毎号の表紙を飾り、“のんびるの顔”とも言える、障がい者によるアートの数々。そのきっかけとなったのが、群馬県高崎市のNPO法人 工房あかねとの出会いでした。

創作活動を通して人が生き、人がつながる。創刊20周年を前に、小さなアトリエの物語を振り返りました。

聞き手・構成/濵田研吾 
写真/堂本ひまり

得意なことで社会との接点を

─2007年8月号で工房あかねの活動を初めてご紹介し、そのご縁でメンバー(利用者)の皆さんの作品を、表紙に掲載させていただくようになりました。

 毎号のように載せていただいた時期があり、私たちも励みになりました。2000年に工房あかねを設立し、『のんびる』さんといっしょに育ってきたような気がします。紙の雑誌は、こうしてかたちで残るからいいですよね。

 20年ほど前、田中三千夏さん(生活協同組合パルシステム群馬・元理事長)と出会い、パルシステム群馬の組合員さんとお子さんを対象に、ワークショップを開いたことがありました。『のんびる』さんとのご縁も、田中さんがきっかけだったと思います。

─表紙に最初に紹介したのが、小柏龍太郎さんの「発光」(2007年11月号)でした。

 息子の龍太郎はダウン症で、養護学校(特別支援学校)の高等部を卒業するとき、地元の福祉作業所を見学したんです。どこの作業所も、ホチキスの芯を小さな箱に詰めるだけの単純作業でした。

働いている人たちは無表情で、私語もない。しかも施設の方から、「ありがたく思ってください」という意味のことを言われたんです。

 私といっしょに見学した方も、「うちの娘は料理が好きで、クッキーを作る仕事はできますか」と質問したら、「娘さんは重度だから、無理です」と言われていました。

「障がいの有無で、仕事を線引きするような社会は絶対におかしい」と憤りを覚えました。もっと自分の得意なことで、社会との接点がつくれないか、母親として悶々とするばかりで……。

─そんなとき、障がい者が描くアートの数々と出会った。

 懇意にしていた新聞記者さんが、「小柏さんがやりたいことのヒントがある」と、「アートパラリンピック長野」(※2)のことを教えてくれたんです。型にとらわれない表現、ユニークな色の取り合わせ、「こんなにすごい才能を持つ人たちがいるんだ」と涙が出ました。

「私もアートで何か活動を始めよう!」と帰りの新幹線のなかで決め、すぐ動き出しました。最初は「茜の会」という名前でした。

アートは人を変えていく

─龍太郎さんは、もともと絵を描くのが好きだったんですか。

 好きな色柄の洋服を選んだり、色にはとても関心がありました。ただ、絵を描くことはなかったんです。

活動を始めたころ、「おもしろい人がいる」と紹介されたのが、画家で現代アート作家の前島芳隆さんです。「すごい才能の持ち主が、いっぱいいる」と前島さんは、いろいろと協力してくれました。

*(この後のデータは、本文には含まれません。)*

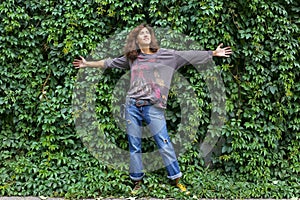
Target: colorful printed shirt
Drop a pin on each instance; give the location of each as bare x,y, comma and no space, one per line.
151,74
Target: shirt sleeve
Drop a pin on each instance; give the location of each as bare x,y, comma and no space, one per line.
120,62
192,57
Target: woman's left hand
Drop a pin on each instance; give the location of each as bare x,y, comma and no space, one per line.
222,52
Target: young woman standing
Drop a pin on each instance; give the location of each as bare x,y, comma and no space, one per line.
152,69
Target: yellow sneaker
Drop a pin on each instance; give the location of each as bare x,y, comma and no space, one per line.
137,187
182,188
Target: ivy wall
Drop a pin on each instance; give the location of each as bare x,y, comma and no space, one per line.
41,152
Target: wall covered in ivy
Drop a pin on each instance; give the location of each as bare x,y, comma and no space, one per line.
41,150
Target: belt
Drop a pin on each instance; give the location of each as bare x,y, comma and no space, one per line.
140,102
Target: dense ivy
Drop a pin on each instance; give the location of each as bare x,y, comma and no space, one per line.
41,150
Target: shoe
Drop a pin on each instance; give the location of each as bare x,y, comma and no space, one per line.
137,187
182,188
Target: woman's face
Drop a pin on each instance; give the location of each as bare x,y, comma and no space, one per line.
144,38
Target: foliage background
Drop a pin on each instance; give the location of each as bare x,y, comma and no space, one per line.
41,154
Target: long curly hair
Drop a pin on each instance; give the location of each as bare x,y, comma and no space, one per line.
131,49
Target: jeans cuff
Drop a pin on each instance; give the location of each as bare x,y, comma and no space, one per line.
137,178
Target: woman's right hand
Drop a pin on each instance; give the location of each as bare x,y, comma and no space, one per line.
80,63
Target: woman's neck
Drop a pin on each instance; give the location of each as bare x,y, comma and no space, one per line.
146,50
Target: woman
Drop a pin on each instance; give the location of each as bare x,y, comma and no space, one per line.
152,69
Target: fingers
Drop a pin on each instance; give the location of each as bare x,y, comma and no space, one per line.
78,63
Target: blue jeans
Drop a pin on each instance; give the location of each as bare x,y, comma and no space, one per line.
155,120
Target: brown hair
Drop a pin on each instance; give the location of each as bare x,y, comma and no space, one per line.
131,49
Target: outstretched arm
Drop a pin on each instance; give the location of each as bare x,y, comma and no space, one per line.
81,63
222,52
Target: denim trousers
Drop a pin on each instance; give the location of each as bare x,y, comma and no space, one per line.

─龍太郎さんと前島さんは、ユニット「リュウ2(RYU2)」を組み、「トバシ」と名づけたアートパフォーマンスを披露していました。

 龍太郎と前島さんのアトリエにお邪魔したとき、前島さんが画用紙にいろんな色の絵の具を出してくれたんです。

龍太郎がそれを、絵筆で自由に混ぜ始めて、ピッ、ピッと画用紙の外に絵の具を飛ばした。「アトリエが汚れる」と私が心配したら、前島さんが「目の色が変わった。もっと思いっきり、描かせてみたい」。

 それからしばらく経って、龍太郎が「トバシがやりてえ」と言ったんです。

前島さんは、「こんなに自由で、枠にとらわれない画風があるのか」と衝撃を受けたそうです。こうして生まれたのが、「リュウ2(RYU2)」です。

 龍太郎は今年で、46歳になります。体力的に「トバシ」はできなくなりましたが、おだやかに楽しく暮らしています。

─龍太郎さんから始まった工房あかねは、それから多彩なメンバーが集います。

 アートパラリンピックを教えてくれた記者さんが、「障がい者の創作活動を応援したい」という私の夢を、記事にしてくれました。それを見て、県内のいろんな施設の方が、作品を持って訪ねてきてくれたんです。

私も前島さんと、県内の施設を訪ねました。施設の利用者さんのなかには一人くらい、黙々と絵を描いている人がいるんです。描きたいものを素直に表現するから、どの作品も魅力的でした。